While the exhibition revisits Maloberti’s entire production, many of the works on display have been reimagined and tailored for the spaces of the PAC. Like seasoned actors bringing a well-known script to life on a fresh stage, the works within the Pavilion appear to move in and out of the space like performers stepping from the wings of a theatre. Arranged in space as if awaiting their final installation, the pieces become form in the space they share with the visitors, who in turn feel immersed in the artist’s work, walking through it as if navigating the streets of a city.

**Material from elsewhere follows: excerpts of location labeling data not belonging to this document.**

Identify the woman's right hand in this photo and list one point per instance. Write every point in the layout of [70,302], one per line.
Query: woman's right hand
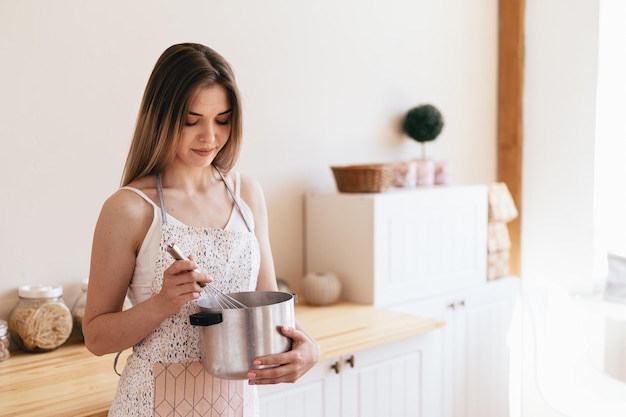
[181,283]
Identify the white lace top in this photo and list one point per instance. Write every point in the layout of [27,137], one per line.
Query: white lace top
[164,375]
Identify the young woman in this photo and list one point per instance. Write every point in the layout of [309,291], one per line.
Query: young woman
[178,187]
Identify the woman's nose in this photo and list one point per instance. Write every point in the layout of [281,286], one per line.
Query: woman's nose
[209,133]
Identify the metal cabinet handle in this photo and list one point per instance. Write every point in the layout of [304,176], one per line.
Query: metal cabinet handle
[350,361]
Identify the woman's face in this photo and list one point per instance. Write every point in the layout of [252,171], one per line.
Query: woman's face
[207,127]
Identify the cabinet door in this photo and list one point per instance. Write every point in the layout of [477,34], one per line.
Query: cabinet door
[474,365]
[486,325]
[316,394]
[395,247]
[391,380]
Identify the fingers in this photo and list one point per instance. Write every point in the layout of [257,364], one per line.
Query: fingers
[288,366]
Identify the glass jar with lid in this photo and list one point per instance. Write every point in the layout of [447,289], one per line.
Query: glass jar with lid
[4,341]
[41,321]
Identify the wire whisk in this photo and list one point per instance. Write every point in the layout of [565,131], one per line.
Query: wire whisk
[216,298]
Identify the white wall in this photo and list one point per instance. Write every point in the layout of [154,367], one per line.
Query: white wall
[323,83]
[559,128]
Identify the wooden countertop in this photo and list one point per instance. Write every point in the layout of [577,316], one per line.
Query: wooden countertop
[71,382]
[346,328]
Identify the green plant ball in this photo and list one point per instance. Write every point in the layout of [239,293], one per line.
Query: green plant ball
[423,123]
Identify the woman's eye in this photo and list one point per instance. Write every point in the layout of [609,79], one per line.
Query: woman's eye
[224,121]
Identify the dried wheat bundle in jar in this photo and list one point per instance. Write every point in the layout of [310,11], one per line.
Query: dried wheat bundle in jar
[41,321]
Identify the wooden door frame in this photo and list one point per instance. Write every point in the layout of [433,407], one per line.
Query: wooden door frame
[510,112]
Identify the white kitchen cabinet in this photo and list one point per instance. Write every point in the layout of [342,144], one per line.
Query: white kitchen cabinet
[475,357]
[390,380]
[423,251]
[393,247]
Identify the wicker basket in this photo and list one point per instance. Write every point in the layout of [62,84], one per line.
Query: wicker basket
[371,178]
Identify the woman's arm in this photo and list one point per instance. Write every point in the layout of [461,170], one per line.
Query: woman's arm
[120,230]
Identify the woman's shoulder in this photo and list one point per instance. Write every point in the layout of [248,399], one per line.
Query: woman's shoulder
[251,191]
[130,204]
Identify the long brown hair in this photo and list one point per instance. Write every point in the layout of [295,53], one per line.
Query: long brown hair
[178,74]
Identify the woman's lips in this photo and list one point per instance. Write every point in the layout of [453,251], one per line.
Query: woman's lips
[203,152]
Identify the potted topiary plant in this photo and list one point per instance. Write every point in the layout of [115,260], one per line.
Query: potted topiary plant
[423,124]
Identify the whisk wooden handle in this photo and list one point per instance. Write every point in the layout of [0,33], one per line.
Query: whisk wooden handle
[178,254]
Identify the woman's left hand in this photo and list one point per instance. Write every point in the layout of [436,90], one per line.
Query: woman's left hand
[304,354]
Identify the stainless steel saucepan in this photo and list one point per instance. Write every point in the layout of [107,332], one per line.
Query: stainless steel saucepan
[233,337]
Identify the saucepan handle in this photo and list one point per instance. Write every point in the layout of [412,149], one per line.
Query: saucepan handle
[205,318]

Paths and connections emerge between works and people, revealing the key themes of Maloberti’s practice: the epiphany of the sacred and the spiritual; the political and social transformation of spaces, particularly urban ones; and the written word as a source of poetic enlightenment. Through this exhibition, which looks as if constantly
in the making, Maloberti traces a lyrical and personal portrait of the Italy of his era and the stereotypes that surround it.

OUTSIDE

A new CIELO [SKY] (2024) now rises above Milan. A monument as much as an anti-monument (or an infinite column), after first appearing at the Bangkok Art Biennale in 2022, CIELO was adapted for the outdoor spaces of the PAC as if Milan were the second venue in a global tour of the skies of the world. The mechanical arm of a truck typically used for building maintenance holds a white neon word written in the artist’s handwriting, thereby recasting the poetics of art making as a perpetually incomplete and provisional endeavour. The piece’s monumental aspirations, implicit in its size and vertical elan, are challenged by the inversion of the text and the fragility of the neon exposed to the elements. By reversing the word, Maloberti elicits a visual vertigo: it is as if, plummeting to the ground, the sky were visible only to celestial beings.

The site-specific installation ULTIMATUM (2024) partially cloaks the façade of PAC with galvanised steel sheets, supported by tubular scaffoldings —a signature Milanese product from the city’s industrial peak in the twentieth century. The artwork changes the modernist aesthetics of the building, designed by Ignazio Gardella in 1947–1954, reimagining it as a blade poised to cut. Right from the façade, Maloberti thus introduces a fundamental element of his artistic vision: new, sharp metal, which constitutes one of the exhibition’s red threads, bridging the gap between outside and inside.

ROOM 1

M (2024) is a road sign marking the entrance to Milan. Here, it symbolically acts as a gateway to the exhibition. The artist, who holds the road sign motif dear, inverts and suspends it from the ceiling to create an upside-down threshold inaccessible to the public. The title M references Mussolini, for the sign’s inverted position evokes how the dictator’s body was hung upside down in Piazzale Loreto on 29th April, 1945, at the site where fifteen partisans had been executed and their bodies desecrated on 10th August, 1944. Maloberti places M right at the entrance of the PAC, emphasising the social and political dimensions inherent to his artistic practice.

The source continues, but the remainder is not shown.